Mercedes to change F1 car concept after Hamilton criticism
The Mercedes team principal confirmed changes to the W14 would be made after George Russell and Lewis Hamilton qualified sixth and seventh at the season-opening Bahrain Grand Prix with an almost identical deficit as they had 12 months ago.
While many of their rivals have converged to a similar sidepod design as the one originally adopted by Red Bull in 2022, Mercedes have continued to back their unique ‘zero pod’ concept on their modified W14.
Hamilton appeared critical of the approach after a disappointing Friday, with the seven-time world champion saying it will be “quite hard with the concept we have” for Mercedes to close the gap.

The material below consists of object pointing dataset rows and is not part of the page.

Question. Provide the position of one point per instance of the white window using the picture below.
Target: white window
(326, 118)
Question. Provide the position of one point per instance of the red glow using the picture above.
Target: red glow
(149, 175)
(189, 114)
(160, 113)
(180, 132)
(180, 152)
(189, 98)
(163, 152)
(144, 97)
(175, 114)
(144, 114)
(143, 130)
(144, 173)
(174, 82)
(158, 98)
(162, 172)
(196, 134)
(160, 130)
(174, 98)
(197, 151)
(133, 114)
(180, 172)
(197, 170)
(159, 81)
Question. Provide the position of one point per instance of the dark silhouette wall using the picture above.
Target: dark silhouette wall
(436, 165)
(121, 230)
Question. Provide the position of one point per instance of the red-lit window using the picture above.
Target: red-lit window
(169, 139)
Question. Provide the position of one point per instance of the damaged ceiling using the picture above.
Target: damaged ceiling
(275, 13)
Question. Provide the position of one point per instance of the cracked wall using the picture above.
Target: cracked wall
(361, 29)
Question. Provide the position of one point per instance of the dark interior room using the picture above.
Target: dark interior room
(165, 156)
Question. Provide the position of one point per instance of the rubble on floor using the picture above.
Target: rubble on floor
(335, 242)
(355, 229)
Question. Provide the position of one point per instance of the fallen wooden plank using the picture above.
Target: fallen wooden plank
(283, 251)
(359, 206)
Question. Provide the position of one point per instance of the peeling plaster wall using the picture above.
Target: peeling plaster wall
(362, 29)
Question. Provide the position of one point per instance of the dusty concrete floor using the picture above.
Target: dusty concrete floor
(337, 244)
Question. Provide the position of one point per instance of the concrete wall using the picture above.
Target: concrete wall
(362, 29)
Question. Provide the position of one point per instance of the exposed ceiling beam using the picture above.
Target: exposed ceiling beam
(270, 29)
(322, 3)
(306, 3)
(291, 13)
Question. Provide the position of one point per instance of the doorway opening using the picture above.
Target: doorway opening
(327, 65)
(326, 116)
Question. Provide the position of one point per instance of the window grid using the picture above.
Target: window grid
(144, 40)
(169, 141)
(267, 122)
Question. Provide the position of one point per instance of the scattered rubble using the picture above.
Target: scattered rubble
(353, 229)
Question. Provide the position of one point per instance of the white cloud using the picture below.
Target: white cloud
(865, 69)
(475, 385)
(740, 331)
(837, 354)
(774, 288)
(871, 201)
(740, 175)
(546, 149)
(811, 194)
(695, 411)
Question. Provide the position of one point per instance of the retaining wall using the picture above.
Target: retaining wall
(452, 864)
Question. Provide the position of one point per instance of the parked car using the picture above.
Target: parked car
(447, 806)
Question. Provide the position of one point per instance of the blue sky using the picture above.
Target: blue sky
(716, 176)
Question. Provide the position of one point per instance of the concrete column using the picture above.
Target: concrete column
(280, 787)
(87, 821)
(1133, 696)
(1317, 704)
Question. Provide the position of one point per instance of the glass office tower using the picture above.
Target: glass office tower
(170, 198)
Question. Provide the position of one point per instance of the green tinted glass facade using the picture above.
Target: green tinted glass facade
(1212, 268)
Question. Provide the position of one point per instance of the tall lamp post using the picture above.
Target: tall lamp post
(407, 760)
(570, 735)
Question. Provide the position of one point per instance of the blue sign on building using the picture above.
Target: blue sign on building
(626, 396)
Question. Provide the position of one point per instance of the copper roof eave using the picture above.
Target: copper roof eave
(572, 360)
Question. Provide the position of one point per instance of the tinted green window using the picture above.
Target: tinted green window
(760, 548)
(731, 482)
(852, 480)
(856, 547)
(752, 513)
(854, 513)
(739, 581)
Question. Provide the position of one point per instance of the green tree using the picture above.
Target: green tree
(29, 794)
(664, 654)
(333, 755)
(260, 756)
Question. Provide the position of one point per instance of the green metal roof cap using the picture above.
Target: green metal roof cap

And Wolff says it is now time for Mercedes to admit defeat with their distinctive concept.
“I don’t think this package is going to be competitive, eventually,” he said.
“We gave it our best go also over the winter and now we just need to all regroup, sit down with the engineers who are totally not dogmatic about anything, there is no holy cows, and decide what is the development direction we want to pursue in order to be competitive to win races.
“It’s not only like last year that you’re scoring podiums and eventually you get there. I’m sure we can win races this season but it’s really the mid- and long-term that we need to look at which decisions you need to take.”
Wolff added: “We hit our targets. That’s why we gave it out best shot. And the moment comes and the stopwatch comes out and that showed us that it’s simply not good enough. We haven’t got enough downforce and we need to find solutions to fix that.”
But Wolff stressed Mercedes will not point fingers at individuals.
“In this team we blame the problem and not the person,” he said. “And at the end I have responsibility so I would need to fire myself if I want to do something.
“We have all the ingredients to be successful. It’s people and infrastructure that won eight consecutive championships in a row and we got it wrong last year.
“We thought we can fix it while sticking to this concept of car and it didn’t work out. So we just need to switch our focus onto what we believe can be the right direction, what is it where we are missing.”